Let's solve the problem using the graph provided:

1. Finding $f(1)$:

From the graph, we observe the point where $x = 1$. The graph shows a hole (an open circle) at $x = 1$, and the solid point above it is located at $y = 1$. This point indicates that $f(1) = 1$.

Answer: $f(1) = 1$

2. Finding $\lim_{{x \to 1}} f(x)$:

To find the limit of $f(x)$ as $x$ approaches 1, we need to consider the behavior of the function from both the left and the right sides of $x = 1$.

• From the left ($x \to 1^-$), the function approaches $y = 0$.
• From the right ($x \to 1^+$), the function also approaches $y = 0$.

Since both sides approach the same value, the limit exists.

Answer: $\lim_{{x \to 1}} f(x) = 0$

Would you like further details on these calculations, or do you have any other questions?
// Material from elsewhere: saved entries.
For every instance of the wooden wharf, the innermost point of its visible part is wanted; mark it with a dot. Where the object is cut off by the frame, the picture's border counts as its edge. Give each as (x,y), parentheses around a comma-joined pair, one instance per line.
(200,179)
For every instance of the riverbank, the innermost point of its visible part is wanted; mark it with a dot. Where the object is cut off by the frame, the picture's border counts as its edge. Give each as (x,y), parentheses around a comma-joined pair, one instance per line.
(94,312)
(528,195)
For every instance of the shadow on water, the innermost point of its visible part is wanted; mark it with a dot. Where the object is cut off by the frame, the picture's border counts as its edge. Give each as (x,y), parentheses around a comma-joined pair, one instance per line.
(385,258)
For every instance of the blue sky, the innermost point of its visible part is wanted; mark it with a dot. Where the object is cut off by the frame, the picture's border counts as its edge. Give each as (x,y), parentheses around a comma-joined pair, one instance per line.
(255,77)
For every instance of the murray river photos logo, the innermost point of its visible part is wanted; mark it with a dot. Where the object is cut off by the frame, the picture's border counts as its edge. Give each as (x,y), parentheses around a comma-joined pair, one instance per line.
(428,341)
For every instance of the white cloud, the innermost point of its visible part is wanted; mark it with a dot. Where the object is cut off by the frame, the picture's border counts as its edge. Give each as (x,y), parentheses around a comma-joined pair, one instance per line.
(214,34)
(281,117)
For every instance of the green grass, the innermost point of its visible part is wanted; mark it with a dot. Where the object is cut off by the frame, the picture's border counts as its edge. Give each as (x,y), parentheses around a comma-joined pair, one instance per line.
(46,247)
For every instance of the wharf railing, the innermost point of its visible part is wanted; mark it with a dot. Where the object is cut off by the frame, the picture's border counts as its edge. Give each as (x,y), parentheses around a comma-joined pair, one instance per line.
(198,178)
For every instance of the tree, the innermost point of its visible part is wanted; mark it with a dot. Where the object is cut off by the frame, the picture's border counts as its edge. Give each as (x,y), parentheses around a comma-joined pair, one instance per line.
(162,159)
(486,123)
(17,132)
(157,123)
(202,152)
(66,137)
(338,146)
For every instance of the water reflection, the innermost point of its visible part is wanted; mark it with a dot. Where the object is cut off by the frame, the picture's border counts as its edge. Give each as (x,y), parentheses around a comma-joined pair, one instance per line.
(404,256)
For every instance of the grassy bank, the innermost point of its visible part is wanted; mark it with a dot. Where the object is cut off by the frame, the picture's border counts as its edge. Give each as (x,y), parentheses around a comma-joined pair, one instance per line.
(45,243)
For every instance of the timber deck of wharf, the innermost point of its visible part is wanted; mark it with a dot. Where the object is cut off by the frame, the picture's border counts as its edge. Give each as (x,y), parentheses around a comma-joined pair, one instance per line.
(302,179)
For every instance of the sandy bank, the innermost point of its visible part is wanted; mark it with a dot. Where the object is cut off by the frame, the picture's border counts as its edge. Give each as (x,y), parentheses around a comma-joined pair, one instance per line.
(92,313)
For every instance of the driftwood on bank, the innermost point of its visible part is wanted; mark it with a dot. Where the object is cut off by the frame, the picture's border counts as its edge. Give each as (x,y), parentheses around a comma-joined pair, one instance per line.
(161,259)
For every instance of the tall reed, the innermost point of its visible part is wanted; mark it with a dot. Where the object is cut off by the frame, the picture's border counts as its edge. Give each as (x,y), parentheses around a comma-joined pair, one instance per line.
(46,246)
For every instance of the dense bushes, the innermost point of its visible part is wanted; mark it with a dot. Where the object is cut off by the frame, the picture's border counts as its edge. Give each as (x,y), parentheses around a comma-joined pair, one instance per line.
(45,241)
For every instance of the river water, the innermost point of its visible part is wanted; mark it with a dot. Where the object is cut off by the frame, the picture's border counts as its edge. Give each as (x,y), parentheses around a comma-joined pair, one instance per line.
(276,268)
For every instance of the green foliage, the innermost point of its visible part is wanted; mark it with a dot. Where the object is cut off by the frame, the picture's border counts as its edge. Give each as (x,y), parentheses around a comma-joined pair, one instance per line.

Here are some related questions you might find interesting:

1. What happens to $f(x)$ as $x \to 0$?
2. What is the limit of $f(x)$ as $x \to -1$?
3. Does the function $f(x)$ have any asymptotes?
4. How would you describe the continuity of $f(x)$ at $x = 1$?
5. Can you determine $f(x)$ at $x = 2$?

Tip: When finding limits graphically, always observe the function's behavior from both sides of the point of interest to ensure the limit exists and is the same from both directions.